NEW DELHI: Union Cabinet on Wednesday approved a production-linked incentive (PLI) scheme for an outlay worth Rs 12,195 Crore for the telecom sector.
The Cabinet has also approved amendments in the Juvenile Justice (JJ) Care and Protection of Children Act, 2015, which district magistrates along with ADMs to monitor the functions of the agencies implementing JJ Act.
The main component of this scheme is to offset the huge import of telecommunications equipment worth more than Rs 50,000 crore and enhance it with ‘Made in India’ goods for both domestic and export markets.
India currently imports more than 80 per cent of its telecommunications and wireless networking equipment.

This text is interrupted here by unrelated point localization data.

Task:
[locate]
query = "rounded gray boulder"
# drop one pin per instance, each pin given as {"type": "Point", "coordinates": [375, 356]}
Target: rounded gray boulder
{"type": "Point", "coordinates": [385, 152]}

With the addition of the manufacturing of telecommunications equipment within the framework of PLI schemes, the total number of sectors covered by such programmes is 13. All the sectors covered by the different PLI schemes are mostly labor-intensive and aim to draw global manufacturing giants to the Indian manufacturing space.
A Comprehensive Economic Cooperation and Partnership Agreement (CECPA) or free trade agreement with Mauritius has also been cleared by the Union Cabinet.
The Indian-Mauritian CECPA includes 310 exports of goods to India, including food and beverage products, agricultural products, textiles and textiles, electrical and electronic goods, plastics and chemicals, etc.